The core concept: Neural network weights are normally stored as 32-bit floating point numbers (FP32). Quantization converts them to lower precision — 16-bit (FP16), 8-bit (INT8), or even 4-bit (INT4). This is like the difference between storing a measurement as 3.14159265 versus 3.14 — you lose some precision, but the practical result is often nearly identical.
Why quantization matters:
Memory reduction: A 70-billion parameter model in FP32 requires ~280 GB of GPU memory. Quantized to INT4, it needs ~35 GB — fitting on a single high-end consumer GPU instead of a server cluster.
Speed improvement: Lower precision means faster arithmetic. INT8 quantization typically speeds up inference by 2-4x on supported hardware. This translates directly to lower latency and higher throughput.
Cost savings: Smaller models need fewer GPUs. If you can run a model on 1 GPU instead of 4, you cut inference costs by 75%.
Types of quantization:
Post-training quantization (PTQ): Applied after training is complete. No additional training required. Quick to implement but may lose more accuracy than other methods. Most commonly used for deploying existing models.
Quantization-aware training (QAT): Simulates quantization effects during training, so the model learns to be robust to lower precision. Produces better results than PTQ but requires retraining.
GPTQ: A popular method for quantizing large language models that calibrates on a small dataset to minimize accuracy loss. Widely used in the open-source community.

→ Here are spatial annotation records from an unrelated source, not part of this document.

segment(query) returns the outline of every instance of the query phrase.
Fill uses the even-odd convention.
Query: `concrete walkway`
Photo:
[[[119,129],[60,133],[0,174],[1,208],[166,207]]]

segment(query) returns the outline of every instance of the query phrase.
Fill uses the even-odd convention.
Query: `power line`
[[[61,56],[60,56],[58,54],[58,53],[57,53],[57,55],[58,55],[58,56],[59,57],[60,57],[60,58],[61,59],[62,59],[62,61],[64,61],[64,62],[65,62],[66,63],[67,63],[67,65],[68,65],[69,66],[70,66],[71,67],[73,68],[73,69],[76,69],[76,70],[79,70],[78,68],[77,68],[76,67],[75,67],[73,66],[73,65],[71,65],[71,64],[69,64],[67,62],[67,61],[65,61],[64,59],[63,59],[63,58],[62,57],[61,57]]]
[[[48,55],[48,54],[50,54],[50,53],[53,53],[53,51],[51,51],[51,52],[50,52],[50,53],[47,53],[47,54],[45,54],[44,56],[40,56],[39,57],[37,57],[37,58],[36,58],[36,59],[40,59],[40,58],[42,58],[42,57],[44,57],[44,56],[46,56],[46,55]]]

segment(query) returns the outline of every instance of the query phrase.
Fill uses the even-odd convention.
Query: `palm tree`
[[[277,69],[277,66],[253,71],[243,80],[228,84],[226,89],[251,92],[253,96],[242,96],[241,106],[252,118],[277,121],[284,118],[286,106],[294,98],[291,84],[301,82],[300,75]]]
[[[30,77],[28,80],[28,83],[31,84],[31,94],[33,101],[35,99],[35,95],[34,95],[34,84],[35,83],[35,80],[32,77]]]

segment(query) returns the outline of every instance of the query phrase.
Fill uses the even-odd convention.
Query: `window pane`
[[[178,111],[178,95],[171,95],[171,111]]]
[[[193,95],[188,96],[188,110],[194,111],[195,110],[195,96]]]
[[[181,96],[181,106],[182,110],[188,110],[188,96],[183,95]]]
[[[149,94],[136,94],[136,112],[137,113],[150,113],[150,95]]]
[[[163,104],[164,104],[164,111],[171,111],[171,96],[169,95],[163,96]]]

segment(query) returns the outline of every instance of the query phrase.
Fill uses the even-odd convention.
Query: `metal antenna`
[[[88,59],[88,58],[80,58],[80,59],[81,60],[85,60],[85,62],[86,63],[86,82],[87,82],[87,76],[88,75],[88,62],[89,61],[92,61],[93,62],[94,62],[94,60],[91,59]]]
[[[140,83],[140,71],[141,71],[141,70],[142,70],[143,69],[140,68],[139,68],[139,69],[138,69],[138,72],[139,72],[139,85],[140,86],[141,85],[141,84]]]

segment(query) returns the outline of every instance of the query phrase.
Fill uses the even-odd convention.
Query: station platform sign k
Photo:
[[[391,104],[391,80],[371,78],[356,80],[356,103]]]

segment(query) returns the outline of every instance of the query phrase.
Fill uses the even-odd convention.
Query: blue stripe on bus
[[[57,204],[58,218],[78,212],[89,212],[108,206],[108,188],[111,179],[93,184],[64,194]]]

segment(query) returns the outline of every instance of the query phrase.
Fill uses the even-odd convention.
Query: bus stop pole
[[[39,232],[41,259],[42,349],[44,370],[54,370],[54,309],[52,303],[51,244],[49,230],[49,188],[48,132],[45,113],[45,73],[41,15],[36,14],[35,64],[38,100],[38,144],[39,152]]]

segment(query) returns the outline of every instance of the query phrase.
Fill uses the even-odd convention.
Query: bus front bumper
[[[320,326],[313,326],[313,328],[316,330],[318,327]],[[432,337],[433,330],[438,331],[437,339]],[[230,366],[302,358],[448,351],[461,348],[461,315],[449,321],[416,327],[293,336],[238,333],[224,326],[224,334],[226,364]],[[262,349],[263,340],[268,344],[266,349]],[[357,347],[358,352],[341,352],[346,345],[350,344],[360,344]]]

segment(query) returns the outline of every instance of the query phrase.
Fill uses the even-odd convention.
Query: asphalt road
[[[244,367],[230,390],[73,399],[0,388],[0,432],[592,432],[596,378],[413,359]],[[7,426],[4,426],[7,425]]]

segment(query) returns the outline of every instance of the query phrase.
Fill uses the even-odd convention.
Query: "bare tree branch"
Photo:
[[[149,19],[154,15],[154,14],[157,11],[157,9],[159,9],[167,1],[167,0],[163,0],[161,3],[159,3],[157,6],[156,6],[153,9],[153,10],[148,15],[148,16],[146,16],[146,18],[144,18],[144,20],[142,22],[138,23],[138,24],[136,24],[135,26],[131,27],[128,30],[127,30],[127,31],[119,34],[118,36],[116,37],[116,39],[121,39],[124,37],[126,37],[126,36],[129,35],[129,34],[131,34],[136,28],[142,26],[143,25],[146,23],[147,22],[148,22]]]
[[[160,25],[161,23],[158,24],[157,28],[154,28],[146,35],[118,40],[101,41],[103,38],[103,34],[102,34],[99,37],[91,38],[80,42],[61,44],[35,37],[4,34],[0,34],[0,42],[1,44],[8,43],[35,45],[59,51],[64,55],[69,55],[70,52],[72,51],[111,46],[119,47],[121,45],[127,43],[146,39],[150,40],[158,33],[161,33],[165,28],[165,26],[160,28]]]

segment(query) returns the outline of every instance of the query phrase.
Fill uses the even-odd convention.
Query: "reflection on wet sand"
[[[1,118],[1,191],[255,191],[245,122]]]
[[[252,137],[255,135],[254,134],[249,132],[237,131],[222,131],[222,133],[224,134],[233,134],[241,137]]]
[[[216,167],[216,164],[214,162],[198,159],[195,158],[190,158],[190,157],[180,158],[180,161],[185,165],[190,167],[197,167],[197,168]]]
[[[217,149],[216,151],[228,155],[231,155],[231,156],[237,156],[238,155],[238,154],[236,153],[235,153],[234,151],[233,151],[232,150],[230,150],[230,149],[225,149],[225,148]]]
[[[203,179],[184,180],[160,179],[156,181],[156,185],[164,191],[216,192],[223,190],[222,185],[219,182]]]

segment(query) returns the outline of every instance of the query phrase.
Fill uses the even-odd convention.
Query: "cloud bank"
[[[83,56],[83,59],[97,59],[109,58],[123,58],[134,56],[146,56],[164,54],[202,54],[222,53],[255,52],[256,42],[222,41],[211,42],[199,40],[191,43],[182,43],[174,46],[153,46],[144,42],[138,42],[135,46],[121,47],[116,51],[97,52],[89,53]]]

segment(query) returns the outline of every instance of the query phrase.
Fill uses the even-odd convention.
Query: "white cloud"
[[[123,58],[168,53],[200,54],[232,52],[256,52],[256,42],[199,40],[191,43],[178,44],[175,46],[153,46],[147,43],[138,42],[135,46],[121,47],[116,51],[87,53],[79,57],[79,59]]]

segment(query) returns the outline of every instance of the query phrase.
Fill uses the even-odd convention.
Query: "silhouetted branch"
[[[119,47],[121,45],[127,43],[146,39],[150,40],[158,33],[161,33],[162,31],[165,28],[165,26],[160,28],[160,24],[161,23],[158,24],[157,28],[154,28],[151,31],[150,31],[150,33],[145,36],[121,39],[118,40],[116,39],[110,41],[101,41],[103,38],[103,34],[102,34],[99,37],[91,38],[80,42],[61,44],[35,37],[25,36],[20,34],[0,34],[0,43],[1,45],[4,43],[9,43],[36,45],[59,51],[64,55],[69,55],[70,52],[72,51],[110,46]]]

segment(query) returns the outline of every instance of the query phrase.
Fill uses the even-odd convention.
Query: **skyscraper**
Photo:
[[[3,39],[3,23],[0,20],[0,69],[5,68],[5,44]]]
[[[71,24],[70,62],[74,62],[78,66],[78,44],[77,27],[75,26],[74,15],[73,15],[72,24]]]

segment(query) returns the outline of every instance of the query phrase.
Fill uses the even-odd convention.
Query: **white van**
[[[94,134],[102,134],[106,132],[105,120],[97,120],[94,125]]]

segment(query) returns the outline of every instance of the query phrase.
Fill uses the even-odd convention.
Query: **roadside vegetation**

AWQ (Activation-Aware Weight Quantization): Preserves the most important weights at higher precision based on activation patterns. Often produces the best quality-to-size tradeoff.
Real-world impact:
- LLaMA 70B quantized to 4-bit runs on a single 48GB GPU (A6000) instead of requiring 4x A100s
- Inference cost drops from ~$4/hour to ~$1/hour
- Response speed improves by 2-3x
- Quality loss is typically 1-3% on benchmarks — imperceptible for most applications
When quantization hurts: Tasks requiring precise numerical reasoning, complex multi-step logic, or maximum factual accuracy can show degradation with aggressive quantization (4-bit or lower). For these tasks, FP16 or INT8 is safer. Always benchmark your specific use case.
Practical guidance: If you're deploying open source models, start with INT8 quantization — it's the sweet spot of speed improvement with minimal quality loss. Only go to INT4 if you need further memory or cost reduction and can tolerate slightly lower quality. Most cloud providers now offer quantized model serving as a standard option.